For comparison: buying simultaneously the five hot teams France, Argentina, Spain, England, and Portugal now costs only $0.72 total, and any one of them winning the championship pays $1. Market confidence is highly concentrated, but billions of dollars are still floating on underdog targets.

So don't be fooled by the $3.3 billion total turnover — this list is not just a ranking of championship probabilities, but also a history of traders' full-cycle operations: timing of entries, shelved positions, and unsettled liquidity.
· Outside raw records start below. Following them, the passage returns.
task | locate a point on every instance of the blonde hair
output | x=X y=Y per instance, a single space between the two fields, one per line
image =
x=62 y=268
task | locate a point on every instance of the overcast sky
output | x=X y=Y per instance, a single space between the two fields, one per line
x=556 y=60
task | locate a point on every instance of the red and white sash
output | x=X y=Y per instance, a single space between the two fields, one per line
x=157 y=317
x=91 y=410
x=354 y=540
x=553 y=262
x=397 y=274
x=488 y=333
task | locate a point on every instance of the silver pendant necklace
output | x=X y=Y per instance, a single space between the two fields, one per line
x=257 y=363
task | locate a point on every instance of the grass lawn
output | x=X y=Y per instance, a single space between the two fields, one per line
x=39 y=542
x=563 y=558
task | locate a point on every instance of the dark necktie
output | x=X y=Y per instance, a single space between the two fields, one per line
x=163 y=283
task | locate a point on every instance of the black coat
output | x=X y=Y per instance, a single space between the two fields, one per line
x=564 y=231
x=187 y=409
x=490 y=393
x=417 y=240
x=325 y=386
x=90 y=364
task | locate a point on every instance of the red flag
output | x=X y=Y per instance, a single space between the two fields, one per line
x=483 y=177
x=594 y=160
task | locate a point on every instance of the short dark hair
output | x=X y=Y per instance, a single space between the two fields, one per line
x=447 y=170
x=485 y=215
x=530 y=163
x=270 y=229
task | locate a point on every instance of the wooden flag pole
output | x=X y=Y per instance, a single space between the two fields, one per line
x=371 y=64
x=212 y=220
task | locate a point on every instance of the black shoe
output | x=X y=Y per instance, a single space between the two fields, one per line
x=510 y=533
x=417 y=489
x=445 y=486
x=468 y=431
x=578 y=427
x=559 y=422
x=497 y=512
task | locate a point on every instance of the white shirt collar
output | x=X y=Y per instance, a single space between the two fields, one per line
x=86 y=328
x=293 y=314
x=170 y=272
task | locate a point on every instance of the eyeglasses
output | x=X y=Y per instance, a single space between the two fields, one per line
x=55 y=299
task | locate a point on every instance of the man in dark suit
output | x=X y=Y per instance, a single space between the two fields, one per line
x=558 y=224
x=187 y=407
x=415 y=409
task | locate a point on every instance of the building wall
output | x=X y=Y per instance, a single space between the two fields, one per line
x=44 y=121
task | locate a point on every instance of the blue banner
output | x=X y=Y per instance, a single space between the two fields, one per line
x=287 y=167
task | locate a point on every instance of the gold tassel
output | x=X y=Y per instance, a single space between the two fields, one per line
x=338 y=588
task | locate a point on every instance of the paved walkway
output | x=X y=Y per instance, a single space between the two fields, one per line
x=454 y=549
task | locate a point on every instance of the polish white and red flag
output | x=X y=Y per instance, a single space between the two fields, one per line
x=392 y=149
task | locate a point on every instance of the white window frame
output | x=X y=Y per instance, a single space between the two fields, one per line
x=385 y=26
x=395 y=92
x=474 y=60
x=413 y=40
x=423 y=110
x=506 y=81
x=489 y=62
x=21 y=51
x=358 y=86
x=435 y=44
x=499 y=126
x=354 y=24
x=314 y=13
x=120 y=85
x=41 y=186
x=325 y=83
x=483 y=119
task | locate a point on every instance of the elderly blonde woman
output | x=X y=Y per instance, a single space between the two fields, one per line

The entire prediction track is accelerating institutionalization. Bernstein predicts that before the World Cup ends, total betting on all platforms will exceed $10 billion. The popularity of the sports track is spilling over into non-sports contracts: a16z data shows that non-sports contracts on Kalshi and Polymarket, such as geopolitics, macro data, elections, total $3.6 billion, exceeding the total of the entire industry a year ago. In July 2025, weekly trading volume was only $200 million, and after 12 months it has multiplied 18 times. Last week, the total weekly trading volume of all prediction markets hit a new high of $14.5 billion, and open interest has maintained $1.6 billion for three consecutive weeks.

But the regulatory axe has also fallen. The CFTC has launched an investigation into Polymarket, and multiple state regulatory agencies are applying continuous pressure. After being fined in 2022, the platform once banned US users, and only limitedly resumed last year. While trading volume hits new highs, legal risks are amplifying.

Platforms like Polymarket and Kalshi bet on sports, elections, crypto trends, and macro data. The core of the CFTC's investigation this time is to distinguish the boundary between compliant event contracts and illegal gambling. The window period is very delicate — regulation tightens, trading volume explodes, and both sides are accelerating.